After our discussion Al-Halabi gives a rapid-fire tour of the administrative building he works in, which has been converted into a launching pad for a robotics competition to be held the following day. The children and teenagers will participate in a robotics contest at Notre Dame University, in Beirut. At the MAPS office, the youth are testing out robots they have designed and built out of commercial parts, such as Legos and Vex. The robots grab objects in the middle of rectangular arenas and then toss the objects outside. Al-Halabi smiles when he recounts that his Syrian charges were first invited to participate in a Lebanese robot-building contest as a kind of psychosocial support, and then won the competition.

Al-Halabi’s field coordinator takes a colleague and me out to see a MAPS school. Perched at the edge of a refugee camp where 135 families live, it is a U-shaped formation of neatly painted caravans, with a paved courtyard, flowers, a basketball hoop and a covered area where children and teachers can escape from the sun in the summer. We drop in on Arabic, English and math classes, where children sit, three to a desk. The math class was the liveliest one I have ever seen, but at the same time, when the teacher called for quiet and hands on desks, the children subsided into silent attentiveness.

At the end of my journey to northern Lebanon, I think of those people around the world, at universities, schools, churches, temples and mosques where education and charity are supposed to be at the center of institutional missions. I wonder why more people aren’t helping. Malaak has a two-bedroom dorm with a kitchen where volunteers can come to work. It accepts material and cash donations. The money is leveraged by the corps of Syrian and Lebanese volunteers, cooks, teachers, parents, and bus drivers who help out at the camp.

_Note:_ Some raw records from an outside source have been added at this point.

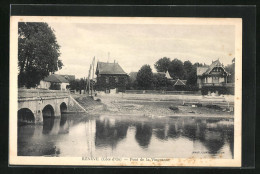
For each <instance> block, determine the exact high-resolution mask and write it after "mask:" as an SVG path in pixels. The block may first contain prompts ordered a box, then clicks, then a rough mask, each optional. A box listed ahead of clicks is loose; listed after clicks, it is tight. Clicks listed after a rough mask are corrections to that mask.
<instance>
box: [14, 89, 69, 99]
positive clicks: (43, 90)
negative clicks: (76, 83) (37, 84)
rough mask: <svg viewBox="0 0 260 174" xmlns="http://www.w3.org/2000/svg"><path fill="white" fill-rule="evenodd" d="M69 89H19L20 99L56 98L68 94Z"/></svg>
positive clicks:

Most importantly, both Malaak and MAPS have lessons to teach other educators, as well as needs.

But the world seems obsessed by travel bans, Brexit, the European elections, and the clamor of other global news. This negative noise is drowning out the voices of the 6 million Syrian children who UNICEF says depend on humanitarian aid, and those of the children I saw in classrooms in Bekaa and Akkar with their hands lifted high in the air, eager to be the first to answer their teachers’ questions.